Configure proper transaction log sizing

-- Set appropriate initial size and growth for transaction logs
-- Impact: Prevents auto-growth events that can cause log progress waits

DECLARE @DatabaseName NVARCHAR(128) = 'YourAGDatabase'
DECLARE @LogicalName NVARCHAR(128)

SELECT @LogicalName = name 
FROM sys.master_files 
WHERE database_id = DB_ID(@DatabaseName) 
AND type = 1  -- Log file

-- Size based on peak transaction volume (adjust accordingly)
DECLARE @SQL NVARCHAR(MAX) = 
'ALTER DATABASE [' + @DatabaseName + '] 
 MODIFY FILE (
    NAME = ''' + @LogicalName + ''', 
    SIZE = 20480MB,      -- 20GB initial size
    FILEGROWTH = 2048MB  -- 2GB growth increments
 )'

PRINT @SQL
-- Execute after validating in development
-- EXEC sp_executesql @SQL

AutoDBA generates fix scripts like these automatically, with impact estimates and rollback SQL included.

Prevention

Configure transaction log files with appropriate initial sizes based on peak transaction volume, typically 20-30% of database size for OLTP workloads. Set growth increments to large fixed values (1-2GB) rather than percentage-based growth to minimize VLF fragmentation. Monitor VLF counts monthly and rebuild logs when counts exceed 50-100 VLFs.

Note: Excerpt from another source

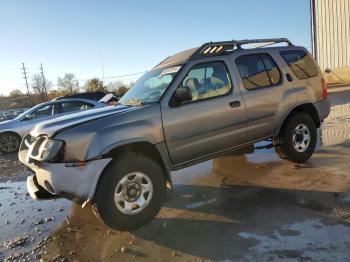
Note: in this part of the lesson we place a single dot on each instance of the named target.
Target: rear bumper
(323, 108)
(76, 183)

Implement network bandwidth monitoring between AG replicas. Ensure minimum 1Gbps dedicated bandwidth for production AGs with sustained throughput above 100MB/sec. Configure synchronous replicas only for databases requiring zero data loss, as each synchronous replica adds cumulative latency to transaction commits.

Establish baseline performance counters for "Bytes Sent to Replica/sec" and "Log Send Queue Size" per replica. Alert when log send queues exceed 100MB or when send rates drop below expected thresholds. Deploy AG replicas across similar hardware specifications to prevent performance bottlenecks from slower secondary replicas.

Consider partitioning high-volume transactional databases to distribute log generation across multiple AG groups. This reduces contention on individual log progress synchronization objects. For SQL Server 2019+, enable accelerated database recovery to minimize log dependencies and improve AG performance during high transaction periods.